Energinet
- Company type: Government-owned corporation
- Industry: Energy
- Genre: Transmission system operator
- Predecessor: Eltra, Elkraft System, Elkraft Transmission, Gastra
- Founded: 2005
- Headquarters: Erritsø, Denmark
- Key people: Peder Østermark Andreasen (CEO)
- Services: Power and natural gas transmission
- Revenue: 9.17B DKK (2009)
- Owner: Government of Denmark (State ownership)
- Number of employees: 1150
- Subsidiaries: Eltransmission.dk A/S Gastransmission.dk A/S
- Website: en.energinet.dk

= Energinet =

Danish energy company

Energinet is the Danish national transmission system operator for electricity and natural gas. It is an independent public enterprise owned by the Danish state under the Ministry of Climate and Energy. Energinet has some 1150 employees, and its headquarters are located in Erritsø near Fredericia in Jutland. The gas division is located in Ballerup near Copenhagen.

The main tasks are to ensure efficient operation and development of the national electricity and gas infrastructure as well as ensuring equal access for all users of the infrastructure.

==History==
Energinet was created by a merger of power grid operators Eltra, Elkraft System and Elkraft Transmission, and by natural gas transmission system operator Gastra. The merger took place on 24 August 2005 with retrospective effect from 1 January 2005.

Eltra owned the electricity transmission network west of the Great Belt and was system operator there.
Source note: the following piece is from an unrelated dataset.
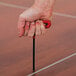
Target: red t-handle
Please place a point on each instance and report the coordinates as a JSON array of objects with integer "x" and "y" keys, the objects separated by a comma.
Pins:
[{"x": 47, "y": 23}]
It was owned by 44 network companies there. To the east of the Great Belt there were two companies: the system operator Elkraft System and the transmission network company Elkraft Transmission. They formed a joint organization and were owned by NESANET A/S, KE Forsyningen, SEAS Transmission A/S, NVE Net A/S, Frederiksberg Elnet A/S, Hillerød Elforsyning, Helsingør Elforsyning, Roskilde Netvirksomhed, Nykøbing Sjællands El-Net and SK-Net A/S.

==Operations==

Energinet operates the 400 kV electricity transmission grid and the gas transmission grid. The company owns and operates also 132 kV and 150 kV power grids ("Regionale Net") and the HVDC Great Belt Power Link, and it is a co-owner of the power interconnections with Sweden (Konti–Skan), Norway (Cross-Skagerrak) and Germany (Kontek). A 700MW submarine power cable called COBRAcable to the Netherlands is planned with TenneT, and a 1,400MW cable (Viking Link in 2022) to Britain is investigated with National Grid, expected to cost DKK 15 billion. Cobra and Viking were put on the EU "Projects of Common Interest" list in November 2015, along with the Krieger offshore wind turbine cable to Germany. Of the high voltage power lines on land, 25% were laid as underground cables in 2014.

Energinet has a 20% stake in Nord Pool Spot AS (the largest electricity market in the world), and, as of December 2012, 100% of the physical gas exchange Nord Pool Gas A/S. It also owns a fiber-optic communication network and a gas storage facility, as well as a 20% stake in European Market Coupling Company, a Central-West European cross-border electrical power trading joint venture due to begin operations on 9 November 2010.

An electrical consumption support scheme dedicated to sustainable electricity producers in Denmark is administered by Energinet.